「 KOTO?」「12TAKA!」
 初めて、独りで
お金を使ったら…

■その12
 【バングラデシュ・レポート】

  
        
   バングラにちょっと慣れた頃1qほどのところにあるマーケット通りに新婦と妻がバングラの民族衣装をあつらえに行ってしまいました。私も行きたかったのにおいてきぼりをくってしまいました。そこで勇気を出して、独りで出かけることにしました。お金を使ってみたかったのと、お金を使うときの言葉を使ってみたかったからです。それともう一つ、バングラデシュの詳しい地図を手に入れたかったのです。
 
 なぜって日本でみたバングラデシュの地図はインドの隣にあるだけのバングラデシュなんです。わかりますか、この感じが。首都ダッカしかわからない地図なんです。その程度なのです、日本で見る地図は。自分のいる場所と移動していったウットラと言う田舎町の距離ぐらい知りたいですもの。自分の移動を地図の上でなぞりたいですよね。
 「RIKISYA」に乗っていきたかったのですが、怖くて乗れなかったのです。行きは…。この「RIKISYA」は 「力車」で「人力車」のことなのです。日本人が持ち込んだと聞きました。私が小学生の頃に、どぶ板通りでアメリカの水兵とパンパン(街娼=これはもう死語です)を乗せてよく走っていたのを見ていました。乗ったことはありません。自転車の後ろが二輪なのです。だいたいマーケットから新郎兄の家まで4〜5TAKAでいいと聞いていました。
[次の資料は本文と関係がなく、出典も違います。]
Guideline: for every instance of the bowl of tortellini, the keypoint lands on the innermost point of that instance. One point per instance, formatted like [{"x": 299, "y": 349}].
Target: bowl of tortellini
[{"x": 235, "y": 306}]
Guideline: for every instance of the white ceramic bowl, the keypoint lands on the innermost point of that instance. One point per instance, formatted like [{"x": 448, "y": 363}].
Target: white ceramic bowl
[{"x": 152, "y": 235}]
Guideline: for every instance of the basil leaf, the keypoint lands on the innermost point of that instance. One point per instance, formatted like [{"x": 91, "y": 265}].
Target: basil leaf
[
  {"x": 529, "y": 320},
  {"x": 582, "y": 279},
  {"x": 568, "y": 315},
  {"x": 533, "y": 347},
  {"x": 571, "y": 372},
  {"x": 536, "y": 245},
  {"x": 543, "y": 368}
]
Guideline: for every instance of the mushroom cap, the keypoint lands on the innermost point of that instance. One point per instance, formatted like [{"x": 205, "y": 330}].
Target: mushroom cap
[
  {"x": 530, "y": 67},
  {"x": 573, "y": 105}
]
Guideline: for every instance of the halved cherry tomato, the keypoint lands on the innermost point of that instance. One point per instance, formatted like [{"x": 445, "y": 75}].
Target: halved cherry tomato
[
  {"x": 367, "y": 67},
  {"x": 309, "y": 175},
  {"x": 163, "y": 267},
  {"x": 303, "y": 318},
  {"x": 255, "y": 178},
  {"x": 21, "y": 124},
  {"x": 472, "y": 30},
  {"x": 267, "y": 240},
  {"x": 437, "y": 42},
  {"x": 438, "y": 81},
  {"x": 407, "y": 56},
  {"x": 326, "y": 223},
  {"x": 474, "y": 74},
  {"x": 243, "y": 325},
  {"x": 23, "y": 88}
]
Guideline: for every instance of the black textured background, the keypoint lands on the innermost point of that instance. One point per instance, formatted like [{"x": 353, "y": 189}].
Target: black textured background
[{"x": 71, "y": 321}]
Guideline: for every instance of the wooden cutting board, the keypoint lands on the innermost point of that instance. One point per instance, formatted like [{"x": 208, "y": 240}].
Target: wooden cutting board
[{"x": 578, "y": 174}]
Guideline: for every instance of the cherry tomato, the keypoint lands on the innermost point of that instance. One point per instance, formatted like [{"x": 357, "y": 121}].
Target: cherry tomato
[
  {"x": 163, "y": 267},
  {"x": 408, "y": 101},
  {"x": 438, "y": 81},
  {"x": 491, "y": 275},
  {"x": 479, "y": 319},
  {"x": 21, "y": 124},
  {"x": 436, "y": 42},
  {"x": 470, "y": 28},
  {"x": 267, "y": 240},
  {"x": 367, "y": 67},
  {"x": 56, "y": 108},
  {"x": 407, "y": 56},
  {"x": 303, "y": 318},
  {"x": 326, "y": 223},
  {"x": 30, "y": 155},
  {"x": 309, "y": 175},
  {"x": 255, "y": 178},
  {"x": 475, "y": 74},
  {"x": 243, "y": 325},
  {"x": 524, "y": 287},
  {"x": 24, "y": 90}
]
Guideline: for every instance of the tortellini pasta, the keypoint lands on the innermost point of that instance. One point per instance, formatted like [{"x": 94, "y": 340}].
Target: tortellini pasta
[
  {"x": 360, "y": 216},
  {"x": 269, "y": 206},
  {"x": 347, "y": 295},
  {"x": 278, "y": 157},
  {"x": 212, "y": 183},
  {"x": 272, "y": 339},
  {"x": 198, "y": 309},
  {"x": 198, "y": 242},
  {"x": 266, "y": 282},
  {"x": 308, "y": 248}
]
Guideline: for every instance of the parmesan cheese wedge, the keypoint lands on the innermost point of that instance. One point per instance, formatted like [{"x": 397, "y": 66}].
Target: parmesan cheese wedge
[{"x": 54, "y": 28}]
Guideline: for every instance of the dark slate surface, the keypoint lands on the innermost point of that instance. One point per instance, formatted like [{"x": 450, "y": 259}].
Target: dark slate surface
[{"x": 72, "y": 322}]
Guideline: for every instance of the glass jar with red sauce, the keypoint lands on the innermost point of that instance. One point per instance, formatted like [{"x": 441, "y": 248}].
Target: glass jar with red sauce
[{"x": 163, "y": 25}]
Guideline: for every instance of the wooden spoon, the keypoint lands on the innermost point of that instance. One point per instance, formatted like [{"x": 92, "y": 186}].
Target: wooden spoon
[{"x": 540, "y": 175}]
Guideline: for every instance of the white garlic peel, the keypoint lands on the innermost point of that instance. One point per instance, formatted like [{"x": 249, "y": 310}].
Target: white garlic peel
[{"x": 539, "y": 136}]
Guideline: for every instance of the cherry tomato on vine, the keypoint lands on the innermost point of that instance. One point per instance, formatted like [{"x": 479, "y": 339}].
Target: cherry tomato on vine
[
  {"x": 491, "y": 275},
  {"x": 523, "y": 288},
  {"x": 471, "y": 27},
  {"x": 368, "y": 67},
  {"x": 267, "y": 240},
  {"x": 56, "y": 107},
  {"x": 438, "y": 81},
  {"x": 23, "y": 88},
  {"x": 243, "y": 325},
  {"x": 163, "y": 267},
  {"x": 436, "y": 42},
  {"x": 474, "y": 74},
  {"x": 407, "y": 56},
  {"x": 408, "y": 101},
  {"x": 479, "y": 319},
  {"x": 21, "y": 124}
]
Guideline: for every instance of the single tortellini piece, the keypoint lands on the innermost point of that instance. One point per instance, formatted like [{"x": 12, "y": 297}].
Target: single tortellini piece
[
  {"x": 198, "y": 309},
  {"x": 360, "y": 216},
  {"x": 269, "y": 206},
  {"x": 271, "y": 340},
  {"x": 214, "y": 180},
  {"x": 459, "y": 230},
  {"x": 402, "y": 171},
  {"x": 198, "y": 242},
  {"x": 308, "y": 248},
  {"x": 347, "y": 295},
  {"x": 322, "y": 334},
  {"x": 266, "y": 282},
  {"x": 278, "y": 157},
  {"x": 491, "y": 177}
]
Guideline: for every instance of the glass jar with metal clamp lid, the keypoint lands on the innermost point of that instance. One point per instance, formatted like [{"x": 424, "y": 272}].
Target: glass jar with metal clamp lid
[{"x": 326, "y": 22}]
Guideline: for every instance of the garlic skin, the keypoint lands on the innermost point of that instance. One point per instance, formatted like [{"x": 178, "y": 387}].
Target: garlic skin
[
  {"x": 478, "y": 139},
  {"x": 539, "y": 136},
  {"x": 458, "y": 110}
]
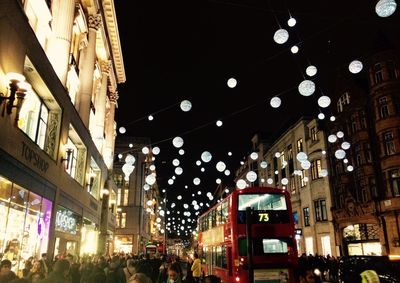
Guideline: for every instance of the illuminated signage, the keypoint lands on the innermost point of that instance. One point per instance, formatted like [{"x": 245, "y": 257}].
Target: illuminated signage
[{"x": 66, "y": 220}]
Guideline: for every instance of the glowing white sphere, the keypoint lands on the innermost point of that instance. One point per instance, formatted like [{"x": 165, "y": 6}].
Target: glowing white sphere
[
  {"x": 311, "y": 71},
  {"x": 332, "y": 138},
  {"x": 178, "y": 170},
  {"x": 324, "y": 101},
  {"x": 221, "y": 166},
  {"x": 241, "y": 184},
  {"x": 155, "y": 150},
  {"x": 306, "y": 88},
  {"x": 206, "y": 156},
  {"x": 340, "y": 154},
  {"x": 291, "y": 22},
  {"x": 122, "y": 130},
  {"x": 281, "y": 36},
  {"x": 324, "y": 172},
  {"x": 150, "y": 179},
  {"x": 251, "y": 176},
  {"x": 254, "y": 155},
  {"x": 345, "y": 145},
  {"x": 355, "y": 67},
  {"x": 232, "y": 82},
  {"x": 186, "y": 105},
  {"x": 385, "y": 8},
  {"x": 301, "y": 156},
  {"x": 130, "y": 159},
  {"x": 177, "y": 142},
  {"x": 275, "y": 102}
]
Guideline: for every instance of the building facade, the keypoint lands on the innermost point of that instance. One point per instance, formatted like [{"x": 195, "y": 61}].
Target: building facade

 CDカメラを持って歩きながらの独りでのお出かけでした。目が合います。キュートな挨拶が交わされます。CDカメラを向けると人が集まってきます。「見せてくれ!」「撮ってくれ!」の人だかりです。もっとも日本でもCDカメラを持ち歩いて撮ってその場で見せてあげると「へー」と言う状態ですから(これは、つい最近中央のモアーズのある店で店員さんを撮ったことから、そう感じています。)日本の最先端にある技術に関心をよせるのは当たり前でしょう。私だってバングラに行くために1月に買ったのですから。

  マーケットで本屋が見つかりました。
「KOTO?(いくらですか?)」地図を指さして使いたかったバングラ語を使ってみました。「12TAKA。」 ピンで下げていた地図が切れています。でも英語で書いてある手頃な地図だったので、「 I WANT THIS MAP. BUT THIS MAP IS BROKEN,  IWANT NEW  ONE.」と今度は英語で言います。店長が新しいのを探しましたがないと言います。「じゃ、それでいいからください。」そして改めて私、
 「KOTO?」 
店長
 「12TAKA」
私、「UNBLIEVABLE!THIS MAP IS BROKEN, KOTO?」とはっきり言いました。
すると店長、セロテープで切れた部分を張り付けて、
 「12TAKA」
私、
「NO、10TAKA」
店長。
「DON'T MAIND!」
 なにがDONT MAIND だ。切れてるのをセロテープで貼って元値じゃねえよ? 
 この声高なやりとりを周りの人がにやにやして聞いています。
「切れてるじゃん!いらないよ。」と日本語で言いました。
「OK, 10TAKA」店長が折れました。
すごいことです。このバングラデシュで2TAKAもまけさせてしまったのです。
 帰ってからバングラデシュのみんなに誉められました。やったね、です。

 帰りはRIKISYAに乗ってみました。家まで帰れるか心配です。でも車主は私がどこにいるのか知っていました。なにせ初めての日本人ですから、狭い町のこと。私たちのことは知れ渡っていることがわかります。
「BANBIKE=右に曲がれ」
DANDYIKE=左へ曲がれ」と一応、言って
みました。覚えた言葉を使いたいではないですか。降りるときのことです。5TAKA出したら、車主は手を引っ込めません。もう1TAKAくれと言うんです。4TAKAでいいところ5TAKAだしてんだからいいじゃねえかよ、と腹の中はそういっています。でも、相手の粘りに負けて、1TAKA紙幣を出しました。汚ねえ紙幣です。汚いではありません。
「汚ねえ」です。数字が真っ黒で見えないのですから。

 初めての独りでのお買い物は、1TAKAの得をして裕君の勝ちでした。

KEN

    


   素敵な少女が声をかけてくれました。
   さっそく写真を撮らせてもらいました。
     ちょっと硬い表情で緊張…。
  


   少女の足下を見ると一人は裸足でした。
 釘などは落ちている道路ではありませんが…




大きなアルミニュームのお皿に、スパイシィで
素敵な香りのするカレーが山盛です。奥にはた
っぷりと白いご飯が用意されています。お昼時
の光景です。
 

 

 私の記憶では、小学生の時にこのような大八車
に荷を積んで道路を行き来していたのですが、こ
れは、少し粗末な感じがしました。